On pourra citer deux avantages majeurs du recours aux trusts
offshore : l'anonymat notamment en ce qu'il existe des formalités
totalement différentes en matière testamentaire : en France le
testament à une vocation publique (le notaire inscrit le testament au
fichier national des dernières volontés). Mais il présente
aussi l'avantage de la protection de la gestion de patrimoine (offshore asset
protection) en ce que le trust permet à une personne ou à une
société d'être légalement séparée de
ses biens.
Il faut faire état de limites1 à la
constitution de ce type de trust pour des attentes uniquement fiscale car le
trust offshore présente des limites constituées par le code
général des impôts, en effet, les
bénéficiaires d'une donation ou d'une succession à
l'expiration d'un trust peuvent se trouver être des résidents de
France, il en va de même pour le constituant, qui fait ainsi sortir un
bien de son patrimoine.
Dès lors, en matière de fiscalité des
revenus : l'article 123 bis du code général des impôts
à vocation à s'appliquer aussi au trust si les conditions sont
remplies, cet article dispose que « lorsqu'une personne physique
domiciliée en France détient directement ou indirectement 10 % au
moins des actions, parts, droits financiers ou droits de vote dans une
entité juridique - personne morale, organisme, fiducie ou institution
comparable - établie ou constituée hors de France et soumise
à un régime fiscal privilégié, les
bénéfices ou les revenus positifs de cette entité
juridique sont réputés constituer un revenu de capitaux mobiliers
de cette personne physique [...]» . Ces personnes détenant des
valeurs mobilières hors de France seront assujetties à l'IR.

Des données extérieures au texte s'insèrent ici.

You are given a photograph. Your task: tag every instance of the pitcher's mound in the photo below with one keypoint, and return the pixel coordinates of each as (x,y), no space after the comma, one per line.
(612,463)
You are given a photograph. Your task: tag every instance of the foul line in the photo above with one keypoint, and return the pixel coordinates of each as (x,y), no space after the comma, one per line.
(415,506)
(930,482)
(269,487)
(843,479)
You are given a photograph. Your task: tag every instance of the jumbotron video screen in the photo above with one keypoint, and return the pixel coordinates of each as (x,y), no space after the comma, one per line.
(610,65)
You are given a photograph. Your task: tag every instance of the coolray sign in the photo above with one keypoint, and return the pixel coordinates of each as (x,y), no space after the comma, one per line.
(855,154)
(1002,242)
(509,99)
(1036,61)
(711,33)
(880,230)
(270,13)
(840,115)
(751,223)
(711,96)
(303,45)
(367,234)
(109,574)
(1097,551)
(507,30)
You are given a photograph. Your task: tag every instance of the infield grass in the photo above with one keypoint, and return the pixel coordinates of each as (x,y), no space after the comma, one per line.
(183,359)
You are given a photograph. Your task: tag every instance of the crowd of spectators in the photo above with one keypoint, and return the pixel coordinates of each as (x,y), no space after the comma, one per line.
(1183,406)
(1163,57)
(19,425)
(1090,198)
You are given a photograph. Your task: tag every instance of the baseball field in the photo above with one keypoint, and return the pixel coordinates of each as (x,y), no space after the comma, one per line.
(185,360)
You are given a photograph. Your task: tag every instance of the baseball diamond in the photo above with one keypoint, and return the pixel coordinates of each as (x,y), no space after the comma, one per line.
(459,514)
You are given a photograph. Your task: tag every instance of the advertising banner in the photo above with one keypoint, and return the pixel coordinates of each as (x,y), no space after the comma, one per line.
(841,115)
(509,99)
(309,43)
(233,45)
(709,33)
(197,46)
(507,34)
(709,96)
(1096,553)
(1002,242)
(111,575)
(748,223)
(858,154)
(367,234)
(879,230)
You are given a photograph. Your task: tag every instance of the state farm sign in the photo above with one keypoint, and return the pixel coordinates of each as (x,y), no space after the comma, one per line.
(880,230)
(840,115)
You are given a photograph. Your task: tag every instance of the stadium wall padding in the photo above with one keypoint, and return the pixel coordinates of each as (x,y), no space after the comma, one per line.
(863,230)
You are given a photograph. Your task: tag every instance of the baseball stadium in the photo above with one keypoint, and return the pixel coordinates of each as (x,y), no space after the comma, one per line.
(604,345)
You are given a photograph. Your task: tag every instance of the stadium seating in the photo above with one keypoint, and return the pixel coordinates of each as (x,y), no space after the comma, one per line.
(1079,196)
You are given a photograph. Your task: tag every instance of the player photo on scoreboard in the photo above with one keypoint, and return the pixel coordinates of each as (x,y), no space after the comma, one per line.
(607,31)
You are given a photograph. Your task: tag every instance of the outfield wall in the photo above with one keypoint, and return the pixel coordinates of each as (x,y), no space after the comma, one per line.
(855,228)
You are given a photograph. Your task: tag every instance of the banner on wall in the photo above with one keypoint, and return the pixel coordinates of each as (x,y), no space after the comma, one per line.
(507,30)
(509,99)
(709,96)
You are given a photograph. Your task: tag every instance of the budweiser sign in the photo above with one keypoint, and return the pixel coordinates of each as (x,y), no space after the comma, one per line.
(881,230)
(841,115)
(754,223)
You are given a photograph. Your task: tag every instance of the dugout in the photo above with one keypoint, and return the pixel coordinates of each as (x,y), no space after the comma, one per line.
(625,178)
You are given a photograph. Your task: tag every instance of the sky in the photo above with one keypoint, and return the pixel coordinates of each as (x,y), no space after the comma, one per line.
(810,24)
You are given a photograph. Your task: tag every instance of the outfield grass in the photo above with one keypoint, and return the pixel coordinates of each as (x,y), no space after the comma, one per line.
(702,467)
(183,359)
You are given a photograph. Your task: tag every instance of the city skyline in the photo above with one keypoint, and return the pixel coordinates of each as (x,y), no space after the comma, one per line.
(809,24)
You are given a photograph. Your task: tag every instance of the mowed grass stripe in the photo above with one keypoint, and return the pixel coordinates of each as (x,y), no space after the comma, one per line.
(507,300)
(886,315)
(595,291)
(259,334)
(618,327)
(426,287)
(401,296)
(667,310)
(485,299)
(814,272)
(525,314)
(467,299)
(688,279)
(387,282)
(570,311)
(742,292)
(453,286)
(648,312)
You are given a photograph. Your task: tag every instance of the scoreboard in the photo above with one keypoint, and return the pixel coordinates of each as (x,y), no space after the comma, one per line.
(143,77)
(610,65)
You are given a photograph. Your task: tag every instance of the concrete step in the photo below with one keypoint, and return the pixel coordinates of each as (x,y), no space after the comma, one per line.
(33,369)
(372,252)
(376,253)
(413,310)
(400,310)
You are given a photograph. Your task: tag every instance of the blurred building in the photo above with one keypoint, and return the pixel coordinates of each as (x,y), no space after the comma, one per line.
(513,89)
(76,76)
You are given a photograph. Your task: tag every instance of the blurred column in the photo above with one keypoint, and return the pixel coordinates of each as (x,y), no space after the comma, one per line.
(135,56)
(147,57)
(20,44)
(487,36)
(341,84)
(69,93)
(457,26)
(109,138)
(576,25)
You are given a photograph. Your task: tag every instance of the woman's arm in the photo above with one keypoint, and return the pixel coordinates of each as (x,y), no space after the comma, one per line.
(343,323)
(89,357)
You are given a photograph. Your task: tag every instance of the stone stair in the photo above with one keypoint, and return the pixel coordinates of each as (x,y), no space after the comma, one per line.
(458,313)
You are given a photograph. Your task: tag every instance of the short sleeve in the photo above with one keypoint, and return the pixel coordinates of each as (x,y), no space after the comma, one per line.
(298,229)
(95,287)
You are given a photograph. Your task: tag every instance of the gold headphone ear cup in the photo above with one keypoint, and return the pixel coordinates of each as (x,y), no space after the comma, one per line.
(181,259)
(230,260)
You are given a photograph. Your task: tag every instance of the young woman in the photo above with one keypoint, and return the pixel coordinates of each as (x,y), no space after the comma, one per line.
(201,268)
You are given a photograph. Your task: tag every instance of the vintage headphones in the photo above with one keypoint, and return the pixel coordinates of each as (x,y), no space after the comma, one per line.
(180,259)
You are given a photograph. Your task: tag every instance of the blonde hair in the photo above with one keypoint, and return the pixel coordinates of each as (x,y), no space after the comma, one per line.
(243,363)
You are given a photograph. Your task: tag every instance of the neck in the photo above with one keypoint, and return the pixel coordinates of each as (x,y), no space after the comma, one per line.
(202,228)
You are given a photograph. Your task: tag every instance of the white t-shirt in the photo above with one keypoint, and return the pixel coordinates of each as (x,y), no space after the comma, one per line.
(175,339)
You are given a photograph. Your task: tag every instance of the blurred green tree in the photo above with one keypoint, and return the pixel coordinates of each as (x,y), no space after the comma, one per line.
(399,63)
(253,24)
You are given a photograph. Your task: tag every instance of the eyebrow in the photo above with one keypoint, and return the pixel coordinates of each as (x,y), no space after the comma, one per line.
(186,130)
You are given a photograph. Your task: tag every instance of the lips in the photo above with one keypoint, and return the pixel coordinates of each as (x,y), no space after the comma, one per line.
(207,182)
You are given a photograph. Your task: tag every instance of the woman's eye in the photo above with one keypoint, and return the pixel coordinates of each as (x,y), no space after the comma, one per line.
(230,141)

1 :Trust : Vers une taxation plus transparente du trust
offshore/Site de la bnpsparibasfortis
2 : http://www.global-money.com/Going Offshore
Une autre limite concerne l'IS dus en France sur les
éléments d'actif transféré dans le trust à
l'étranger. En effet, l'article 209 B du CGI qui assujetti à l'IS
les personnes morales qui détiennent directement ou indirectement plus
de 50% des actions, parts, droits financiers ou droit de vote dans une
entité juridique établis hors de France à vocation
à s'appliquer. Mais la question qui découle de cette limite est
de savoir si le trust, qui n'est pas une personne morale, est soumis à
l'application de cet article
La dimension répressive des mécanismes offshores
correspond aux dérives du recours aux mécanismes offshores. En
effet, comme nous l'avons vu jusqu'ici la distinction entre optimisation
fiscale et évasion fiscale n'est pas facile à déterminer,
de simple soupçon de contournement d'une législation fiscale par
le biais de l'offshore peut s'avérer lourde de conséquences,
risquant de tomber dans le volet pénal.